For more info on using dlt-dbt runner , please refer to the official documentation by clicking here.

Deployment considerations: How does cloud functions compare to Git Actions?

At dlthub we already natively support deploying to GitHub Actions, enabling you to have a serverless setup with a 1-command deployment.

GitHub actions is an orchestrator that most would not find suitable for a data warehouse setup - but it certainly could do the job for a minimalistic setup. GitHub actions provide 2000 free minutes per month, so if our pipelines run for 66 minutes per day, we fit in the free tier. If our pipelines took another 1h per day, we would need to pay ~15 USD/month for the smallest machine (2 vCPUs) but you can see how that would be expensive if we wanted to run it continuously or had multiple pipelines always-on in parallel.

Cloud functions are serverless lightweight computing solutions that can handle small computational workloads and are cost-effective. dbt doesn't require the high computing power of the machine because it uses the computing power of the data warehouse to perform the transformations. This makes running dbt-core on cloud functions a good choice. The free tier would suffice for about 1.5h per day of running a 1 vCPU and 2 GB RAM machine, and if we wanted an additional 1h per day for this hardware it would cost us around 3-5 USD/month.

When deploying dbt-core on cloud functions, there are certain constraints to keep in mind. For instance, there is a 9-minute time-out limit for all 1st Gen functions. For 2nd Gen functions, there is a 9-minute limit for event-driven functions and a 60-minute limit for HTTP functions. Since dbt works on the processing power of the data warehouse it's operating on, 60 minutes is sufficient for most cases with small to medium workloads.
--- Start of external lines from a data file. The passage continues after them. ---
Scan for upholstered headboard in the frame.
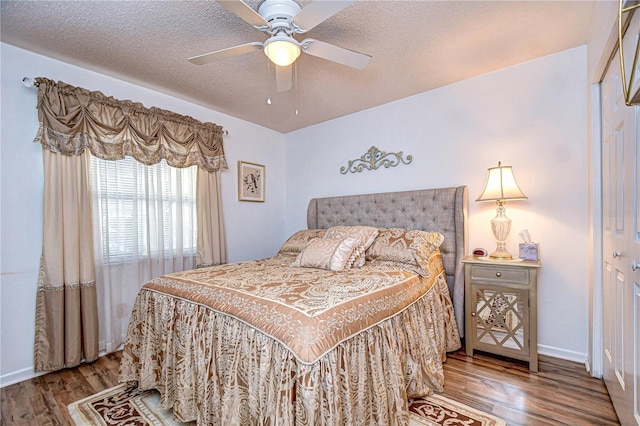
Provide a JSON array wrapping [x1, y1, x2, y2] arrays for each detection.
[[307, 186, 468, 332]]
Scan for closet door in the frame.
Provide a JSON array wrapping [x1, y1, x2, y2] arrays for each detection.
[[601, 13, 640, 425]]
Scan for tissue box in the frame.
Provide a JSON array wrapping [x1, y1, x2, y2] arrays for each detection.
[[519, 243, 539, 260]]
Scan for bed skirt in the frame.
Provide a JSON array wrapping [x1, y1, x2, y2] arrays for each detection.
[[119, 274, 460, 426]]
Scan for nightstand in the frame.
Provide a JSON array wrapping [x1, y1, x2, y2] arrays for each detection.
[[463, 256, 540, 372]]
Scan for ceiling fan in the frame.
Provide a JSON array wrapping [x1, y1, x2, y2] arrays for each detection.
[[189, 0, 371, 92]]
However, it is important to remember the 9-minute cap when using event-driven functions.

Conclusion

When creating lightweight pipelines, using the two tools together on one cloud function makes a lot of sense, simplifying the setup process and the handover between loading and transformation.

However, for more resource-intensive pipelines, we might want to improve resource utilisation by separating the dlt loading from the dbt running because while dbt’s run speed is determined by the database, dlt can utilize the cloud function’s hardware resources.

When it comes to setting up just a dbt package to run on cloud functions, I guess it comes to personal preference: I prefer dlt as it simplifies credential management. It automatically shares credentials with dbt, making setup easier. Streamlining the process further, dlt on Google Cloud functions, efficiently retrieves service account credentials, when none are provided. I also used dlt’s Slack error reporting function that sends success and error notifications from your runs directly to your Slack channel, helping me manage and monitor my runs.